Para bancos e fintechs: A Circular BC 3.978/2020, que trata de prevenção à lavagem de dinheiro e financiamento ao terrorismo, e a Resolução CMN 4.966/2021, que adota o modelo de perda esperada (IFRS 9) para provisões, se combinam para criar um ambiente de conformidade oneroso. O custo de compliance regulatório dos cinco maiores bancos brasileiros cresceu de R$ 8,2 bilhões em 2023 para estimativas de R$ 11-12 bilhões em 2025 (dados consolidados de relatórios anuais de Itaú, Bradesco, Santander, BB e Caixa). A Selic a 14,75% intensifica essa pressão porque amplia o universo de créditos que migram de estágio 1 (performing) para estágio 2 (aumento significativo de risco) na classificação IFRS 9, exigindo provisão de perda esperada na vida inteira do instrumento em vez de provisão de 12 meses.

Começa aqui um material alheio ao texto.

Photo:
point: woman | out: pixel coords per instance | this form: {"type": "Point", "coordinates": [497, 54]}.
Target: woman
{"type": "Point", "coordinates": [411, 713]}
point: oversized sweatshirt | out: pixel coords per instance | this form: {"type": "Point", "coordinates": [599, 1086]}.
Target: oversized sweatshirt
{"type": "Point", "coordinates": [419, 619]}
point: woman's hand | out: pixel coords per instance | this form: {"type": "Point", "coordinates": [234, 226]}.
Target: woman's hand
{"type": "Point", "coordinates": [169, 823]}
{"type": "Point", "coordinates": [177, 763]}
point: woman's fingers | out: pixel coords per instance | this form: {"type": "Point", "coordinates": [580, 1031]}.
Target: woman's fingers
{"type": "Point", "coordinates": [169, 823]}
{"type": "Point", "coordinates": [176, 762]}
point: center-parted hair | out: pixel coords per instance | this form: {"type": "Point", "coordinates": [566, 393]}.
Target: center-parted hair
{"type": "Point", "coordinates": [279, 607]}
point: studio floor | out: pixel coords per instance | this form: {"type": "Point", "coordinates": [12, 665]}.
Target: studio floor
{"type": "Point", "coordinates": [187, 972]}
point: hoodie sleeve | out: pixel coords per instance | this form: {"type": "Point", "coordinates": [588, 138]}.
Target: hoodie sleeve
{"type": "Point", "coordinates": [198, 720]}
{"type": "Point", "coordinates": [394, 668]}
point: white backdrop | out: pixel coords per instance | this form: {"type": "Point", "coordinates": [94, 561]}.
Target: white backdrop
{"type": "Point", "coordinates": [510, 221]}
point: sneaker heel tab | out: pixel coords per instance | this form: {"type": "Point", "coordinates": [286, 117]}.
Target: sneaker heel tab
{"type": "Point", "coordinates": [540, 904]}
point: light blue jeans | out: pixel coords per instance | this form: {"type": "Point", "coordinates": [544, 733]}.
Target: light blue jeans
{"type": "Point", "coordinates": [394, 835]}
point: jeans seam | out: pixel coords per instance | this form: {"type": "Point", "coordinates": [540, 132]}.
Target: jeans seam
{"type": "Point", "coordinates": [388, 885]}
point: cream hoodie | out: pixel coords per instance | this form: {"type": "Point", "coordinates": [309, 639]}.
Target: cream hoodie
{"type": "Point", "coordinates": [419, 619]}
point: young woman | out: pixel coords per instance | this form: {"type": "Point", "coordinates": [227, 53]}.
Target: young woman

Para gestoras e distribuidores: A Resolução CVM 175/2022, que reestruturou o regime de fundos de investimento, exige que o regulamento e a lâmina descrevam cenários de estresse incluindo variação de taxa de juros. Fundos multimercado que não atualizaram cenários de estresse para refletir Selic de 14,75% operam com documentação defasada — situação que, em inspeção da CVM, pode gerar multa administrativa ou determinação de suspensão de captação. A taxa de processos administrativos sancionadores (PAS) instaurados pela CVM por deficiência de disclosure saltou de 23 em 2023 para 41 em 2025 (Relatório Anual CVM 2025), sinalizando que a autarquia está calibrando enforcement para o ciclo de juros altos.

Pontos de atenção

PDD em escalada silenciosa: Bancos médios com carteira concentrada em PMEs de setores sensíveis a juros (construção civil, varejo, transporte) enfrentam migração acelerada de créditos para estágio 2 (IFRS 9). O investidor em CRIs, debêntures de infraestrutura e FIDCs lastreados em recebíveis corporativos deve verificar trimestralmente a taxa de inadimplência da carteira subjacente. Acima de 4% de inadimplência líquida no pool, o spread de crédito contratado pode não compensar o risco de perda efetiva.
NTN-B 2035 a IPCA + 6,9%: Carrego real de quase 7% ao ano, com proteção inflacionária embutida. Se o Copom iniciar corte em junho e a curva longa fechar 100 bps até dezembro de 2026, o ganho de marcação a mercado adicional seria de aproximadamente 8-10% sobre o PU. Posição defensiva com opcionalidade de alta.
Copom de 17-18 de junho de 2026: Próxima reunião com potencial de inflexão. O IPCA-15 de maio (divulgação prevista para 27 de maio) e o IPCA cheio de abril (divulgação prevista para 9 de maio) serão os dois dados que condicionam a decisão. Monitorar também a ata da reunião de maio (6-7 de maio) para identificar mudança de linguagem sobre balanço de riscos.

Linha do tempo

Março 2026: IPCA mensal de 1,92%; acumulado 12 meses atinge 4,14%
Dezembro 2025 a abril 2026: BC mantém Selic em 14,75% ao longo de quatro reuniões consecutivas
Abril 2026: CDI a 14,65%; dólar em R$ 5,00; petróleo WTI em alta de 8,15%
9 de maio de 2026: Divulgação do IPCA de abril (IBGE)
6-7 de maio de 2026: Reunião do Copom; ata define tom para o segundo semestre
27 de maio de 2026: IPCA-15 de maio; última leitura antes da reunião de junho
17-18 de junho de 2026: Reunião do Copom com possibilidade de primeiro corte do ciclo, condicionada a IPCA-15 abaixo de 0,50% e expectativas Focus de 12 meses em queda para 3,8%

Conclusão

O ciclo restritivo a 14,75% já ultrapassou o estágio de sinalização: está remodelando a estrutura de risco do crédito bancário brasileiro, redistribuindo fluxo para renda fixa de forma concentrada e elevando o custo de conformidade regulatória para bancos, gestoras e distribuidores. O BC não cortará enquanto não tiver sequência de leituras de IPCA compatíveis com convergência crível à meta. Apostar em corte antecipado é apostar contra os dados.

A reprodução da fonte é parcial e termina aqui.